If nuclear can be built for $2,000/kW and natural gas prices go as projected, we could have 300GW of nuclear by 2050. The existing 100GW fleet of nuclear plants provides about 20% of US electricity on an annual energy basis. So, 300GW would be 60% of electricity.

If nuclear can be built for $2,000/kW, gas prices go as projected, and there is either any kind of CO2 policy or any additional revenue streams, nuclear will be at least 80% of the power system.

Examples of additional revenue are thermal desalination, combined heat and power, or thermally enhanced hydrogen production.

Korean and Chinese light water nuclear reactors are already in this $2,000/kW price range.

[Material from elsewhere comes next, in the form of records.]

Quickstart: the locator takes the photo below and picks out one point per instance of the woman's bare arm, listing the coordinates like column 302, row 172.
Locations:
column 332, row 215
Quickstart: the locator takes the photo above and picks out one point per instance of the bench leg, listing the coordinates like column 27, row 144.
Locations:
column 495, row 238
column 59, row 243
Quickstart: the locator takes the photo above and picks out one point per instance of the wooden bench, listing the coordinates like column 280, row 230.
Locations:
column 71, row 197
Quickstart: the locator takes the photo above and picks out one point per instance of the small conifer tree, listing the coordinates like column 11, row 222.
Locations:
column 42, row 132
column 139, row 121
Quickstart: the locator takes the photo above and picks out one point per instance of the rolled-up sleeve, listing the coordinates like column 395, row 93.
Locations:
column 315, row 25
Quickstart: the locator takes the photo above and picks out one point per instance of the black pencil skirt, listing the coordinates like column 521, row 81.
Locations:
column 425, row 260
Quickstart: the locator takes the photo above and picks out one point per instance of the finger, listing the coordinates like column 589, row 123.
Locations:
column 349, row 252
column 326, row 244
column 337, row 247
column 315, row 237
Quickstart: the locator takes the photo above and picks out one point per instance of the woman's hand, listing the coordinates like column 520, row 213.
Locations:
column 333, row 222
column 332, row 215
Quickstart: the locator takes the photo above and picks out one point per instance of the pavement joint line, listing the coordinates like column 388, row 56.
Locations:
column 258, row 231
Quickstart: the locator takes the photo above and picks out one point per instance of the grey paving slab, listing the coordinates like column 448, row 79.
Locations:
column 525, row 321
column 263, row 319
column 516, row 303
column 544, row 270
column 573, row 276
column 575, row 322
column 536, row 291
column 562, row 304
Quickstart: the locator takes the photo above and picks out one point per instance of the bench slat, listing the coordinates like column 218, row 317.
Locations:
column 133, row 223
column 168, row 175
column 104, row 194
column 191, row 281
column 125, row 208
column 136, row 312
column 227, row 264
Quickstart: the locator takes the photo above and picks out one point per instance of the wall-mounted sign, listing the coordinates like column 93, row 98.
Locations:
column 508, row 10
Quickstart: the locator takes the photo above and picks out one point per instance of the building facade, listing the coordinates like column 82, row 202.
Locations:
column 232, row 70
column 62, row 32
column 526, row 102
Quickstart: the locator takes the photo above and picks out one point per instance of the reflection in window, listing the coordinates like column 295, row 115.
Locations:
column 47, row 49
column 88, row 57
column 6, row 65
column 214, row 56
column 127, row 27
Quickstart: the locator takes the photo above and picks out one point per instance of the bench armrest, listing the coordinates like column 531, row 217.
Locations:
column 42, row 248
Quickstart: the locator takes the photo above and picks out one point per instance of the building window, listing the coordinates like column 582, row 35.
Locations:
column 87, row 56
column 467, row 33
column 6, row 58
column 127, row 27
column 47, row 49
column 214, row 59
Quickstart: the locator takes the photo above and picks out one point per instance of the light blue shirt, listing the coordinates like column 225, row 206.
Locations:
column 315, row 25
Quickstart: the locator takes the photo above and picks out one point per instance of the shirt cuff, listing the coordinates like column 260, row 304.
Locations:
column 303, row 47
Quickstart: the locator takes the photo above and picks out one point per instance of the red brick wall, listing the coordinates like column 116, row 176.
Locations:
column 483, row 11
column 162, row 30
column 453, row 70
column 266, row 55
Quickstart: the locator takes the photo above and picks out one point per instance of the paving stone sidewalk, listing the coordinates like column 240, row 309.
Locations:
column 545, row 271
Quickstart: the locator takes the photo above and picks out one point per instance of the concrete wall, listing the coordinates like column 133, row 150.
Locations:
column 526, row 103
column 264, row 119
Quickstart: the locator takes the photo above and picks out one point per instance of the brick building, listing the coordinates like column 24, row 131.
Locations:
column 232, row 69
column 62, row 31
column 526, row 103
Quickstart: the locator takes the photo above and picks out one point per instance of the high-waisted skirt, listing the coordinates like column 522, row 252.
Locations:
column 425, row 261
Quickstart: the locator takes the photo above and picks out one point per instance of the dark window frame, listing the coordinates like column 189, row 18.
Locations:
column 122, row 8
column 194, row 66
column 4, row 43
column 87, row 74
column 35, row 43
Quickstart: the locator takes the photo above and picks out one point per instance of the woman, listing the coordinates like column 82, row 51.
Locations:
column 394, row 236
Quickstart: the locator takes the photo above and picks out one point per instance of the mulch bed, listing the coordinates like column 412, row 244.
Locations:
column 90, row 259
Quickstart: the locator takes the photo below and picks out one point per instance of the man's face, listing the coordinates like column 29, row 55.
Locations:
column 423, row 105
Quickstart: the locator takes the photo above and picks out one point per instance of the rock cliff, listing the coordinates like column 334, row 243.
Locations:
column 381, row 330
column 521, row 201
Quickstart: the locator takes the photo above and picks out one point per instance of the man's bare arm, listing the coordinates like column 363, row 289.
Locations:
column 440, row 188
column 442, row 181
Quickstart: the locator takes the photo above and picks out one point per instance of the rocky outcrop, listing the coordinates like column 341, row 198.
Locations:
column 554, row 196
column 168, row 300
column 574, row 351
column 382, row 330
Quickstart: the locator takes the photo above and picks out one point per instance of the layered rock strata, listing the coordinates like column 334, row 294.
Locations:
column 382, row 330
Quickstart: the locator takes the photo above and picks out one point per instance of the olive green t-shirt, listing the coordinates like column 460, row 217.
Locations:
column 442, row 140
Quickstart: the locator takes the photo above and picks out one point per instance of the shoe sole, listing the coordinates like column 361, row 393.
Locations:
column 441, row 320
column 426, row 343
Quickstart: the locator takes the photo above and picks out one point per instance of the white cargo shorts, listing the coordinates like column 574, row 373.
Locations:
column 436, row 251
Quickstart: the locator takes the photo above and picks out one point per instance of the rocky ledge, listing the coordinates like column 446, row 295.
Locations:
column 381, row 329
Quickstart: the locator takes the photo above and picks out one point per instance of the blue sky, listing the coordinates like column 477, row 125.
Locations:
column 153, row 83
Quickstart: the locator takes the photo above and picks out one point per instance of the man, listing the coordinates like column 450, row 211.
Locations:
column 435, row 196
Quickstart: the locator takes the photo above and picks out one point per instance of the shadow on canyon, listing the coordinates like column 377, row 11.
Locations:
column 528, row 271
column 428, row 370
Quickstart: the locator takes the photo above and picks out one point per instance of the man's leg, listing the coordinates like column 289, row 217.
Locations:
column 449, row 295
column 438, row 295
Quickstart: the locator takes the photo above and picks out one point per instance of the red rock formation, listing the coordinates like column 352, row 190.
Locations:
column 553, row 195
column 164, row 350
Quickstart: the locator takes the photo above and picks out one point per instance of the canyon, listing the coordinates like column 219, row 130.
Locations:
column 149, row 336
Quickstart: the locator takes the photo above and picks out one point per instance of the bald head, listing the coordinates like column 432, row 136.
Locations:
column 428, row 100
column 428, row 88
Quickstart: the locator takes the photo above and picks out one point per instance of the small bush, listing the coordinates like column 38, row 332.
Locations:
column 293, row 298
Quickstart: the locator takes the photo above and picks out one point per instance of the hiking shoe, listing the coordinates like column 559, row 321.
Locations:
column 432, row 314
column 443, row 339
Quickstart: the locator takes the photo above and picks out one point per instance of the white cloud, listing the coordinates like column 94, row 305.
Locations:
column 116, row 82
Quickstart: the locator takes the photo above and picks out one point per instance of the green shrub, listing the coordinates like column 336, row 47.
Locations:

Advanced reactors study A peer-reviewed study in 2017, undertaken by the Energy Innovation Reform Project (EIRP), with data collection and analysis conducted by the Energy Options Network (EON) on its behalf, compiled extensive data from eight advanced nuclear companies that are actively pursuing commercialization of plants of at least 250 MWe in size. Individual reactor units ranged from 48 MWe to 1650 MWe.At the lower end of the potential cost range, these plants could present the lowest cost generation options available, making nuclear power “effectively competitive with any other option for power generation. At the same time, this could enable a significant expansion of the nuclear footprint to the parts of the world that need clean energy the most – and can least afford to pay high price premiums for it.” The companies included in the study were Elysium Industries, GE Hitachi (using only publicly available information), Moltex Energy, NuScale Power, Terrestrial Energy, ThorCon Power, Transatomic Power, and X‐energy. LCOE ranged from $36/MWh to $90/MWh, with an average of $60/MWh.